We are subject to the supervision and regulation of various state and Federal regulators, including the OCC, Federal Reserve,
FDIC, SEC, CFPB, Financial Industry Regulatory Authority, and various state regulatory agencies. As such, we are subject to a wide
variety of laws and regulations, many of which are discussed in the Regulatory Matters section. As part of their supervisory process,
which includes periodic examinations and continuous monitoring, the regulators have the authority to impose restrictions or conditions
on our activities and the manner in which we manage the organization. Such actions could negatively impact us in a variety of ways,
including monetary fines, impacting our ability to pay dividends, precluding mergers or acquisitions, limiting our ability to offer
certain products or services, or imposing additional capital requirements.
3. Legislative and regulatory actions taken now or in the future that impacts the financial industry may materially
adversely affect us by increasing our costs, adding complexity in doing business, impeding the efficiency of our internal
business processes, negatively impacting the recoverability of certain of our recorded assets, requiring us to increase our
regulatory capital, limiting our ability to pursue business opportunities, and otherwise result in a material adverse impact on
our financial condition, results of operation, liquidity, or stock price.
The U.S. Government has intervened on an unprecedented scale, responding to what has been commonly referred to as the
financial crisis. In addition to the previously enacted governmental assistance programs designed to stabilize and stimulate the U.S.

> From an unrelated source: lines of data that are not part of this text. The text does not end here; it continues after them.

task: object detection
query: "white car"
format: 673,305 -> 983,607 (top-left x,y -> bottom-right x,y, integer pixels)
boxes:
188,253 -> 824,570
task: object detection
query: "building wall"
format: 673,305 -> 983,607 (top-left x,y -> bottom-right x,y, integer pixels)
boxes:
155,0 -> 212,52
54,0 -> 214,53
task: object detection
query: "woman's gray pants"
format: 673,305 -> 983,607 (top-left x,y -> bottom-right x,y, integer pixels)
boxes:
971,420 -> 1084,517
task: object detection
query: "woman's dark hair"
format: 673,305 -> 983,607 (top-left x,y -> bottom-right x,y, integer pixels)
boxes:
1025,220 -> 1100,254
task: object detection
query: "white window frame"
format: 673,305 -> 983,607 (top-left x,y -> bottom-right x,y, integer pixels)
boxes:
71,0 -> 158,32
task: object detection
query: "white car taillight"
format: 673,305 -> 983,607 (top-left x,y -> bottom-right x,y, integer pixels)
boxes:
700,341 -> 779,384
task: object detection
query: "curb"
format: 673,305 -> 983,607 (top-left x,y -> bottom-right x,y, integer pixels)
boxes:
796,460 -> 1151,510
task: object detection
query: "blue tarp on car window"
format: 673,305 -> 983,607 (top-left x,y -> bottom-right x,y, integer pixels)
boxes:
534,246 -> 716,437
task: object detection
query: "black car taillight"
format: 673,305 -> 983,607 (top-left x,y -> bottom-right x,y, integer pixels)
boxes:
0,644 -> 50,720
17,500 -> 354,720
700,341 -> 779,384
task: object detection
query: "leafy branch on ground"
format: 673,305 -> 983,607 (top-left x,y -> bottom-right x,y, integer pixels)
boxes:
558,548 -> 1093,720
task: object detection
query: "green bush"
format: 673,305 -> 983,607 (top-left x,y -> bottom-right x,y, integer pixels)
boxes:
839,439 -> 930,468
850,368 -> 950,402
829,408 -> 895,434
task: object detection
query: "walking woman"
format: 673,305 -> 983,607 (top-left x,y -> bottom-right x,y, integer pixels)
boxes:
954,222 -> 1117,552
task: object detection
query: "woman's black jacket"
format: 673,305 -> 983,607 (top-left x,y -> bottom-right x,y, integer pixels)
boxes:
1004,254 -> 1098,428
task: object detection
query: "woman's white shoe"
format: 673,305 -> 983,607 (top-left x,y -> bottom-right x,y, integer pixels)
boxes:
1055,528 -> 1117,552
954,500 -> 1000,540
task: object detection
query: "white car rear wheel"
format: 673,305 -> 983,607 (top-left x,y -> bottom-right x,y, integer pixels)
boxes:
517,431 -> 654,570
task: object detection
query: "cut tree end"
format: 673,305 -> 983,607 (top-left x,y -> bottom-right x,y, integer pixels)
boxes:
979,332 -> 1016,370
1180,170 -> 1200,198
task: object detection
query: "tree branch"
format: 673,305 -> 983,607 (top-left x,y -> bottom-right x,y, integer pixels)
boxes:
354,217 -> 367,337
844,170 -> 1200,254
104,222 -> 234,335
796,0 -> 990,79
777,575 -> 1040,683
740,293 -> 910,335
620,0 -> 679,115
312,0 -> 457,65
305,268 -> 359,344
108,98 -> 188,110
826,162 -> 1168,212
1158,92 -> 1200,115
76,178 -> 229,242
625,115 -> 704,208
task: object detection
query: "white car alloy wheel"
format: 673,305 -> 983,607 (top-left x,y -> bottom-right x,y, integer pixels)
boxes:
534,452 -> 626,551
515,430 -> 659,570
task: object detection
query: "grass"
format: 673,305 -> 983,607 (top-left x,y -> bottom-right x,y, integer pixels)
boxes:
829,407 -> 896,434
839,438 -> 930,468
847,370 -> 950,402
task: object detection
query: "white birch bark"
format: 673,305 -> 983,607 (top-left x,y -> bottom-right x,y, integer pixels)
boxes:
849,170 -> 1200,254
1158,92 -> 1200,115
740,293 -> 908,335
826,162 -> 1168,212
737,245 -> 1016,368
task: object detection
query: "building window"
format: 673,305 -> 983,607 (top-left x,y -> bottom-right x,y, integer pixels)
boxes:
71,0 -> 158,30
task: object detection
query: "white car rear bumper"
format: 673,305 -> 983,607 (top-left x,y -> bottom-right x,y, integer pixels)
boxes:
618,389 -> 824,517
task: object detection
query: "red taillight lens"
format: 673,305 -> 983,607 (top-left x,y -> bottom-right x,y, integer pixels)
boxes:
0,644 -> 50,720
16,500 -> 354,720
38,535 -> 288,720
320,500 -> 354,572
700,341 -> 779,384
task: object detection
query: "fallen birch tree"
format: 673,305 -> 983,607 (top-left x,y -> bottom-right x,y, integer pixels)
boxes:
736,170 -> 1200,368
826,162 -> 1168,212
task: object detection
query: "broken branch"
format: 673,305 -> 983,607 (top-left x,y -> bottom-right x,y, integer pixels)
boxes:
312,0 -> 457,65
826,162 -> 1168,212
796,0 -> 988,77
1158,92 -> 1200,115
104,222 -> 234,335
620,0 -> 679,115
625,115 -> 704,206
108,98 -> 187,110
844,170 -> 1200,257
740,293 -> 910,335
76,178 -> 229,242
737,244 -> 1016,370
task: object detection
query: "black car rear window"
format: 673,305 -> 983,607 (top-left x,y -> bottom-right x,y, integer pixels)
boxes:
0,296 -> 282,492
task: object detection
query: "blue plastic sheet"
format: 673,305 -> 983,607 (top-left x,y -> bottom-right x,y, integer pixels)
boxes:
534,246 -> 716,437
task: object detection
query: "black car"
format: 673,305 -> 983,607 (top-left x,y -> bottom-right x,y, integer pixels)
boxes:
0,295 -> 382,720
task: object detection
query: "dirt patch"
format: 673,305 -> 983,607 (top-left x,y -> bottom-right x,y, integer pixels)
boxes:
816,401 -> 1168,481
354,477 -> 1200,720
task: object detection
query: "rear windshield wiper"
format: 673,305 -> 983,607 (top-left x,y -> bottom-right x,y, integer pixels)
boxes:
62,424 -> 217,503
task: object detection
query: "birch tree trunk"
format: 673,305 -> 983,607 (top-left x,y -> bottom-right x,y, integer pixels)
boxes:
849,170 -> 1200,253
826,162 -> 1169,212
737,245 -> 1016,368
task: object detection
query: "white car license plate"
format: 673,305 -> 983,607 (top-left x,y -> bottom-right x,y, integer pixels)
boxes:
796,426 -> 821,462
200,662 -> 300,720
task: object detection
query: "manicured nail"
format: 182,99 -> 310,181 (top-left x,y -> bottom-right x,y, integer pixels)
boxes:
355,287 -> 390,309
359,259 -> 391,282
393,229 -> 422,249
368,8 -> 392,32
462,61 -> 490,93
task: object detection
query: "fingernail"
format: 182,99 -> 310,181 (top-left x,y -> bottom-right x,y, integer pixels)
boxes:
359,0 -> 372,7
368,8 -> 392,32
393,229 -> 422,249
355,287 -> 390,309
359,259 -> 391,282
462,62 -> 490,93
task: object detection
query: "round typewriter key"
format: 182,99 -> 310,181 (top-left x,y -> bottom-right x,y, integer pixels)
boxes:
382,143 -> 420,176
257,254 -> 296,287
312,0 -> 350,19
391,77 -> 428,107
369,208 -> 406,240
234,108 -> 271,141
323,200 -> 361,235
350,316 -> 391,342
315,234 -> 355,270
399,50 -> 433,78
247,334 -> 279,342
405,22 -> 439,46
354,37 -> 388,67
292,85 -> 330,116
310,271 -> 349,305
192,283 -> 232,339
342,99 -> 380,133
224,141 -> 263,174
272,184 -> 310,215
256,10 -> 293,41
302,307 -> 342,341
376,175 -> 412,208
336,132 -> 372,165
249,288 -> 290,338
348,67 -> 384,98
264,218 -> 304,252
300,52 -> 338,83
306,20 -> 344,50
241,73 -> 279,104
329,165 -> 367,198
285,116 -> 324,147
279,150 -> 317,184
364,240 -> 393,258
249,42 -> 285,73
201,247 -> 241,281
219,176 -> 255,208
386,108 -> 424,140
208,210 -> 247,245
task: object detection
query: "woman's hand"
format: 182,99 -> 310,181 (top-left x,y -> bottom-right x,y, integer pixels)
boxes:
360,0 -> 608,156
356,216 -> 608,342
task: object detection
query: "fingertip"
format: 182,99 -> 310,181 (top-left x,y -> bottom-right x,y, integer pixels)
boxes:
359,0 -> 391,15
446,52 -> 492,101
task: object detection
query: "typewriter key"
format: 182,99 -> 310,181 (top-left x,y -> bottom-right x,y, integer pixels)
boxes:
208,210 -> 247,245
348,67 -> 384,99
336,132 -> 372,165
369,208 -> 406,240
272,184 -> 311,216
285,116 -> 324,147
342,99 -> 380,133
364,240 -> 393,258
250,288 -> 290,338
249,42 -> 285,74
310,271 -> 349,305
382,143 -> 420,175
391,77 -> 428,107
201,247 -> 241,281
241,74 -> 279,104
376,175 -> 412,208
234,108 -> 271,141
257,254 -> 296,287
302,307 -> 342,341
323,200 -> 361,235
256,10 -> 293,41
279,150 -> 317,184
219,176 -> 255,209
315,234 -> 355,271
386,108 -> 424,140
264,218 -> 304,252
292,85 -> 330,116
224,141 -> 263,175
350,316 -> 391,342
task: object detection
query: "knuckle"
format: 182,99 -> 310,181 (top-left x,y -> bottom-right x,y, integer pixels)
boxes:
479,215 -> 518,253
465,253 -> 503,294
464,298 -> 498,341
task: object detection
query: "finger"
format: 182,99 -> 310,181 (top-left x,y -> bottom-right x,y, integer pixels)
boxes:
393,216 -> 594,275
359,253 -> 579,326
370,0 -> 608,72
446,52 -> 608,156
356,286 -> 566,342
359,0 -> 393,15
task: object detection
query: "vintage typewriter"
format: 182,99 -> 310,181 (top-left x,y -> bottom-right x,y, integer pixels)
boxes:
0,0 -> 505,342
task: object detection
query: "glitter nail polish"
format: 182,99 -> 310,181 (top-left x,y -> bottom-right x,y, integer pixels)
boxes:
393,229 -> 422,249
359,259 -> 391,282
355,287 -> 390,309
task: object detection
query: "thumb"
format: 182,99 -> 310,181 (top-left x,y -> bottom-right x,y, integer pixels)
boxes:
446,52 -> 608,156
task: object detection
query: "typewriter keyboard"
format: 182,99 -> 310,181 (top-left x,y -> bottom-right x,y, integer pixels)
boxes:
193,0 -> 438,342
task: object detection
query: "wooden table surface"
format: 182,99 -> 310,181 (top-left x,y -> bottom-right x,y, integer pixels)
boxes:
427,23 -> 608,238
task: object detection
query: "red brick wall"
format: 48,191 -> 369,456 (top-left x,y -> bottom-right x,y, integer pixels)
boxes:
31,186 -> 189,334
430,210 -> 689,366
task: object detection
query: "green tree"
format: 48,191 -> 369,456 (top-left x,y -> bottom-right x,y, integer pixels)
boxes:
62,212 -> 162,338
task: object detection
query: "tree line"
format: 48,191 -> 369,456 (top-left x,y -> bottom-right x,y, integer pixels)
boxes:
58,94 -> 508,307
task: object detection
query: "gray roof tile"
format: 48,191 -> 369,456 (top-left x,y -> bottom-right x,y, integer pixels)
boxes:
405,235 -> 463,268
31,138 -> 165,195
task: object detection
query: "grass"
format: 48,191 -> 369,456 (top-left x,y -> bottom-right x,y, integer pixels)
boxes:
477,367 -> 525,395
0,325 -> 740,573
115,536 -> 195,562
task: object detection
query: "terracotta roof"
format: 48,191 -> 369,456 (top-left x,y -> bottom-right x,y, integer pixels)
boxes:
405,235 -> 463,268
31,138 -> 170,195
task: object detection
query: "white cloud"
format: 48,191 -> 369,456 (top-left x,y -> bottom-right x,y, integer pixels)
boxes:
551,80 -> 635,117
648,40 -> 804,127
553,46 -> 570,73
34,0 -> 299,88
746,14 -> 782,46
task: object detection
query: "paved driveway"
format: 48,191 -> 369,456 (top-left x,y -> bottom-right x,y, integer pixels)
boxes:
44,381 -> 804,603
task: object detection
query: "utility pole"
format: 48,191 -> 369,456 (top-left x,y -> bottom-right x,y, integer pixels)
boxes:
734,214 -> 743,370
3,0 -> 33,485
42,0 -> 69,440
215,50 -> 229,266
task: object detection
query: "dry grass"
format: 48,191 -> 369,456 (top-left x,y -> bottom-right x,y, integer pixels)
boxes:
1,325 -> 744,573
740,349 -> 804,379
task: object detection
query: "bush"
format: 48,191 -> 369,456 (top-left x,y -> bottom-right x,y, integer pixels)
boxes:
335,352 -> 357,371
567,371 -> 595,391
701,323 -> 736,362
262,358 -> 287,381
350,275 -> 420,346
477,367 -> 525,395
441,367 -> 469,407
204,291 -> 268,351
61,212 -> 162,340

economy, recent market conditions have led to numerous programs and proposals to reform the financial regulatory system and
prevent future crises, including the Dodd-Frank Act.
The Dodd-Frank Act represents a comprehensive overhaul of the financial services industry within the United States, establishes
the new federal CFPB, and requires the bureau and other federal agencies to implement many new and significant rules and
regulations. At this time, it is difficult to predict the extent to which the Dodd-Frank Act, or the resulting rules and regulations in their
entirety, will impact our business. Compliance with these new laws and regulations will result in additional costs, which could be
significant, and may have a material and adverse effect on our results of operations.